To see this, consider a transitive model $M$, and let me assume that there is no worldly cardinal in $M$. For example, perhaps we have cut off the universe at the smallest worldly cardinal.

By the reflection theorem, we know that for any given $n$, there are many ordinals $\theta$ in $M$ with $V_\theta^M\prec_{\Sigma_n} M$. In particular, we can make an increasingly elementary chain $$V_{\theta_0}^M\prec_{\Sigma_1} V_{\theta_1}^M\prec_{\Sigma_2}\cdots\prec_{\Sigma_n} V_{\theta_n}^M\prec_{\Sigma_{n+1}}\cdots$$ that unions up to $M$.

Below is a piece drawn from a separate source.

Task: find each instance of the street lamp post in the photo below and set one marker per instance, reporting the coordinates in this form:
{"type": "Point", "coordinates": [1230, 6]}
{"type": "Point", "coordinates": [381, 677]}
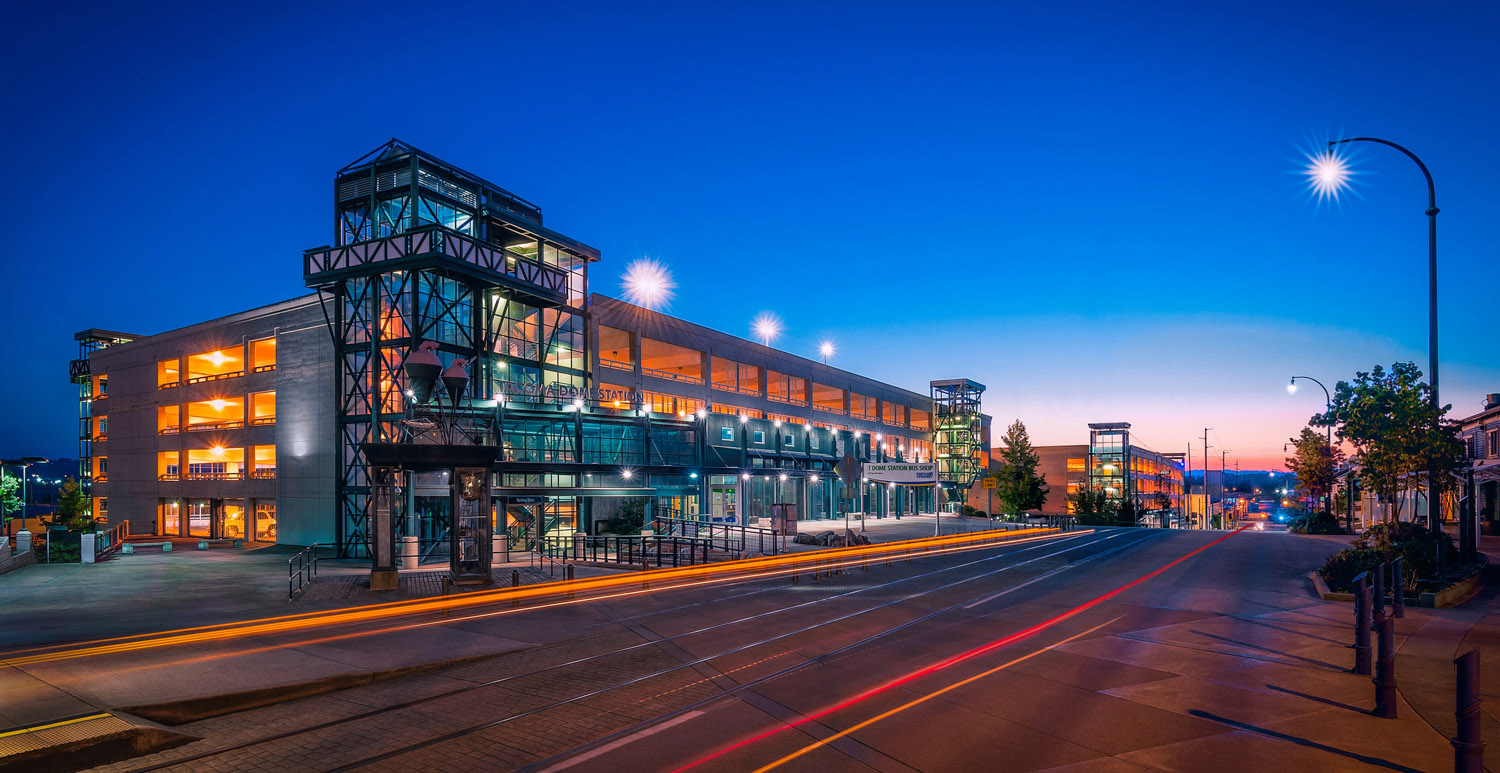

Let $T$ be the tree of all finite sequences that obey this increasingly elementary substructure relation with one another, and where also the $n^{th}$ element in the sequence also models the $\Sigma_n$ fragment of ZFC. It follows from our observation above that there are a proper class of such instances in $M$, and so $T$ is a proper class. Elements of $T$ amount to finite sequences of ordinals, which can be coded by single ordinals, and so we may view $T$ as a partial order relation on $\text{Ord}$, if you like.

We order this tree growing downward, and I claim it is well-founded in $M$. That is, $M$ has no $\omega$-sequence that is a descending sequence in this tree, because the union of that chain would be a $V_\theta$ that models ZFC, and so $\theta$ would be worldly, but we assumed there are none in $M$.

So $M$ thinks this tree order is well-founded, and therefore it thinks the Kleene-Brouwer order on the tree is a well-order. But $M$ is wrong about both of these things, since we have already observed that $M$ is the union of an increasingly elementary chain, and this is exactly a descending sequence in the tree order and hence a descending sequence in the Kleene-Brouer order.

So $M$ thinks the relation was a well-order, but it was mistaken.